These docs track the main branch and may describe unreleased features. The stable documentation lives at docs.docker.com.

OpenAI

Use GPT-5.6, GPT-4o, GPT-5, GPT-5-mini, and other OpenAI models with Docker Agent.

Setup

# Set your API key
export OPENAI_API_KEY="sk-..."

Tip

No API key?
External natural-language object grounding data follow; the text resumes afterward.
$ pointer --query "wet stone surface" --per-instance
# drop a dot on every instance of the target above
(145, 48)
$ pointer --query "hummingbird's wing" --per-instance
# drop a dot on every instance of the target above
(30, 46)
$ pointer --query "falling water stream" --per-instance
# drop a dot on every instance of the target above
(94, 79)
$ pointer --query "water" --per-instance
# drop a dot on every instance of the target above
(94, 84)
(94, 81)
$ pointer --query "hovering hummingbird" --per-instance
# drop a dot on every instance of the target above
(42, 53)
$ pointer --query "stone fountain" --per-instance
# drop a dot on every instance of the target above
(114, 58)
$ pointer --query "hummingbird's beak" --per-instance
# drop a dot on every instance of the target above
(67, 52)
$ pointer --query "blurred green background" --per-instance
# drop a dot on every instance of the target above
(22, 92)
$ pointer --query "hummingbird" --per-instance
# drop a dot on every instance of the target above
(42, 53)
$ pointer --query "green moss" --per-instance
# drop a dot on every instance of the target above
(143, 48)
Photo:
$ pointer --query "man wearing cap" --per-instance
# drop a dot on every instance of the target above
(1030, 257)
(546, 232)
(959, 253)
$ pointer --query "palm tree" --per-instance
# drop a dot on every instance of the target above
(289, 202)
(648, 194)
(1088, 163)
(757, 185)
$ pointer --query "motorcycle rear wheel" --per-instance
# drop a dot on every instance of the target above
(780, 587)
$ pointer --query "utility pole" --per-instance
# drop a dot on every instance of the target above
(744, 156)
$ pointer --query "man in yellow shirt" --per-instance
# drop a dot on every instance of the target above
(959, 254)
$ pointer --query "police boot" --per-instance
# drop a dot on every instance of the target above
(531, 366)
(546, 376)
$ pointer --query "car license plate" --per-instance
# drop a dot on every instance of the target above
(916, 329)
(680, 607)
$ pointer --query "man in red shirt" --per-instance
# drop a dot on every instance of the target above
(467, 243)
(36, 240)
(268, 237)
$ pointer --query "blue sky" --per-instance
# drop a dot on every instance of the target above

A ChatGPT Plus/Pro/Business subscription can be used instead through the chatgpt provider: sign in once with docker agent setup (pick chatgpt).

Configuration

Inline

agents:
  root:
    model: openai/gpt-5.6

Named Model

models:
  gpt:
    provider: openai
    model: gpt-5.6
    max_tokens: 4000

Available Models

Model	Best For
`gpt-5.6`	Alias for `gpt-5.6-sol`; tracks the flagship model
`gpt-5.6-sol`	Frontier model, most capable, complex reasoning
`gpt-5.6-terra`	Everyday workhorse; successor to the `-mini` tier
`gpt-5.6-luna`	High-volume, cost-efficient; successor to `-nano` tier
`gpt-5`	Previous-generation flagship
`gpt-5-mini`	Previous-generation fast, cost-effective model
`gpt-4o`	Multimodal, balanced performance
`gpt-4o-mini`	Cheapest, fast for simple tasks

Starting with GPT-5.6, OpenAI renamed the -mini/-nano size tiers to -terra/-luna (with -sol denoting the frontier tier previously left unsuffixed).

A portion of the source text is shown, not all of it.